In David Wessel's book, "In Fed We Trust" there are a few things that I learned that shocked me, but now make sense given what has transpired over the past few years:

"From the beginning, the regional Fed banks were organized not as government agencies, but as private companies in which local banks own shares, a remnant of a time when central banks raised capital privately as well as publicly. Under the 1913 law (to create the Fed), each bank has nine directors, the majority chosen by the banks in the district. Three are bankers. Three are nonbankers picked by the local banks. Three are chosen by the Fed board in Washington to represent the public."

Interestingly enough the "nonbanker" chosen for the New York Federal Reserve was none other than Stephen Friedman, a former Goldman Sachs CEO and then member of the Goldman board of directors (now disgraced and no longer a member of the NY Fed after it was discovered he was buying stock in Goldman Sachs while he was making decisions about its future).

It was these people who hire the head of the New York Federal Reserve branch (the most powerful branch), it was these people (the so-called bankers and non-bankers....who were really just insiders and bankers) that hired Timothy Geithner. Its a pretty nice deal when you can essentially hire your own regulator.

Its beginning to make sense why the Federal Reserve was so asleep at the switch, they were never supposed to be awake, it was set up that way (maybe not originally, but that is how it turned out).

In Wessel's book he makes clear that Bernanke and even Geithner did not understand the complex securities being traded and sold by wall street and the banks - which is a complete dereliction of duty, which should be punishable by job loss. Instead Geithner and Bernanke kept their jobs and Geithner was promoted (this must be one of the jobs "saved").
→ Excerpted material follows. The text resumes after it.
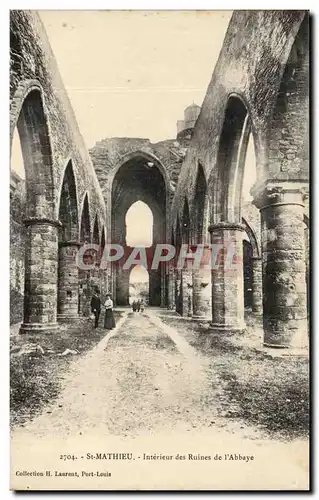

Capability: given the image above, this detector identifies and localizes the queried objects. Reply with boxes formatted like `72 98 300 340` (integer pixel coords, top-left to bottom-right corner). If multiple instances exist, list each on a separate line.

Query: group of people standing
91 289 115 330
132 299 144 312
My point is that the Federal Reserve is NOT independent, it is highly controlled and it is designed to work in favor of Wall Street and the bankers, not main street and the citizens. Whether or not the Federal Reserve is independent of congress and the President is a moot point, they are not independent of those who control congress and the President.

Fed Independence is a myth and the current debate is a waste of time, the real question is not how much power the congress should have over the Fed, the real question is how much control Wall Street should have over the citizens of the United States.